Production Kubernetes Operations

Managed vs Self-Managed: The Real Trade-offs

Pick the wrong Kubernetes flavor and you'll spend the next two years either paying a premium for something you don't need, or discovering operational surprises your vendor quietly didn't handle. The marketing materials are identical; the reality is not.

This lesson is about the decision framework that actually maps to your situation. What the big three managed services (EKS, GKE, AKS) really manage, what they leave to you, and when self-managed is genuinely the right call despite what everyone says about "undifferentiated heavy lifting."

KEY CONCEPT

Managed Kubernetes is not "Kubernetes without operations", it's "Kubernetes with fewer operations in specific layers." The control plane is handled. The nodes, networking, storage, upgrades, monitoring, and security are mostly not. Pick managed for the right reasons, not because you assumed it's turnkey.

What "managed" actually means

Each provider draws the line slightly differently. A rough shared baseline:

Reading this: the managed provider takes ~20% of the operational surface area (the control plane) and leaves ~80% (everything user-facing) for you. That's still valuable, the 20% is genuinely hard, but it's a smaller win than most teams assume.

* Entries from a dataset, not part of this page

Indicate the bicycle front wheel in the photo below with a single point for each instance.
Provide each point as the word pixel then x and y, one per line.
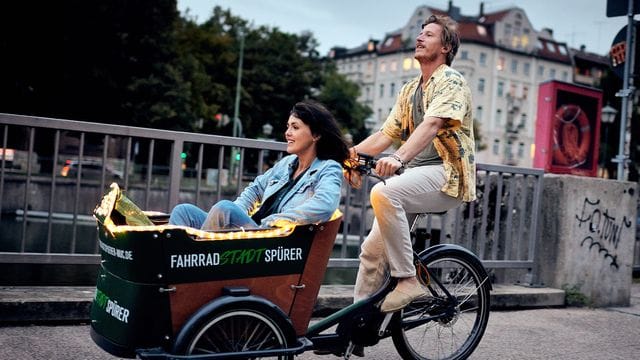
pixel 450 322
pixel 237 330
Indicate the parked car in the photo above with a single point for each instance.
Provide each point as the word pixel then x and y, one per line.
pixel 91 169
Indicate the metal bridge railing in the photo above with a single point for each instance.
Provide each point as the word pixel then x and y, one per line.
pixel 53 172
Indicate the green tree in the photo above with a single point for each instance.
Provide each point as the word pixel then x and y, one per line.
pixel 340 95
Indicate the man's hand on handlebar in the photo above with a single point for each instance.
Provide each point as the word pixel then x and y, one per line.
pixel 387 166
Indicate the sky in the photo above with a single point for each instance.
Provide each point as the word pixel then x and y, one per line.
pixel 350 23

What you specifically save with managed

The concrete wins, in priority order:

1. etcd operations go away

Running etcd in production is genuinely hard. Three-member quorum management, backup automation, disk-performance tuning, TLS rotation, all covered in detail in the dedicated etcd course. If you use managed Kubernetes, that entire course is knowledge you don't need to apply daily. That's real value.

2. Control-plane HA is free

On a managed service, the API server is redundant across at least three availability zones. You get that without architecting anything, just a checkbox during provisioning.

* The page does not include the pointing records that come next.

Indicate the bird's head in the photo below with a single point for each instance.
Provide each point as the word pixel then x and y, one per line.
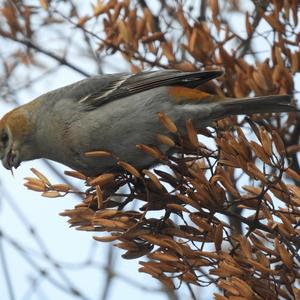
pixel 15 138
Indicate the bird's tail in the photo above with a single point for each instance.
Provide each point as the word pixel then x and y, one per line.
pixel 248 106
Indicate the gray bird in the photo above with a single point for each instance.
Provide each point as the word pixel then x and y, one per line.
pixel 115 113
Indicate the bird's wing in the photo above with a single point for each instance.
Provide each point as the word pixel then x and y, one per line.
pixel 107 88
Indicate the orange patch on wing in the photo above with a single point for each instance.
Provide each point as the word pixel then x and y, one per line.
pixel 183 94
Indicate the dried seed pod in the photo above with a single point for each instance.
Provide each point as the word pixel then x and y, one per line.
pixel 150 150
pixel 51 194
pixel 153 178
pixel 164 139
pixel 75 174
pixel 167 122
pixel 129 168
pixel 98 153
pixel 40 176
pixel 102 179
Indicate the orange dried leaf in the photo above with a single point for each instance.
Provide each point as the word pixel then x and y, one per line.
pixel 35 187
pixel 100 199
pixel 156 36
pixel 109 238
pixel 192 134
pixel 61 187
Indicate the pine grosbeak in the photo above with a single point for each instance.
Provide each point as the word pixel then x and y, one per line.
pixel 115 113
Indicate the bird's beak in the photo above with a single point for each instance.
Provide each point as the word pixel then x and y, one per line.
pixel 11 159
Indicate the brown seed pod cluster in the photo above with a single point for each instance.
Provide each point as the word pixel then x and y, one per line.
pixel 225 209
pixel 193 233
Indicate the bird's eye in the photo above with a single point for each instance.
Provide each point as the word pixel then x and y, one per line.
pixel 4 138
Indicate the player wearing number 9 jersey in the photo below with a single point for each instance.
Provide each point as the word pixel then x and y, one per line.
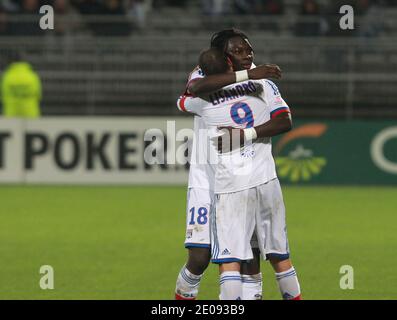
pixel 248 195
pixel 236 45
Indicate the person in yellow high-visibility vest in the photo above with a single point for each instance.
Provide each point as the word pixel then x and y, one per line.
pixel 21 91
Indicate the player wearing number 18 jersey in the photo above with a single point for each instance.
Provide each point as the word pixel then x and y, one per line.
pixel 248 195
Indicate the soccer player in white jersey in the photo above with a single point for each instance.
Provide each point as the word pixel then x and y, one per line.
pixel 200 193
pixel 248 195
pixel 200 187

3. Control-plane upgrades are one command

EKS, GKE, and AKS each let you upgrade the control plane with a single aws eks update-cluster-version / gcloud container clusters upgrade / az aks upgrade call. They handle the coordination internally.

Self-managed, you need to coordinate the kube-apiserver, controller-manager, scheduler, and kubelet upgrades across every node. It's doable (the kubeadm upgrades course covers it) but it's a multi-hour operation.

4. Baseline security patches on the control plane

If CVE-2024-Whatever lands in kube-apiserver, your provider patches it in hours. Self-managed, you do it yourself, and you need to know it exists.

What you specifically still own

1. Node lifecycle (all of it)

Node provisioning is managed in the sense that EKS-managed node groups, GKE node pools, and AKS scale sets automate instance creation. But:

OS patching on nodes: still yours. You either use provider-managed AMIs (patch on release) or roll your own.
Node upgrades: still yours. Draining nodes during cluster upgrades is coordinated but not fully automatic in the ways that surprise teams.
Right-sizing: still yours. The provider doesn't pick node sizes for you.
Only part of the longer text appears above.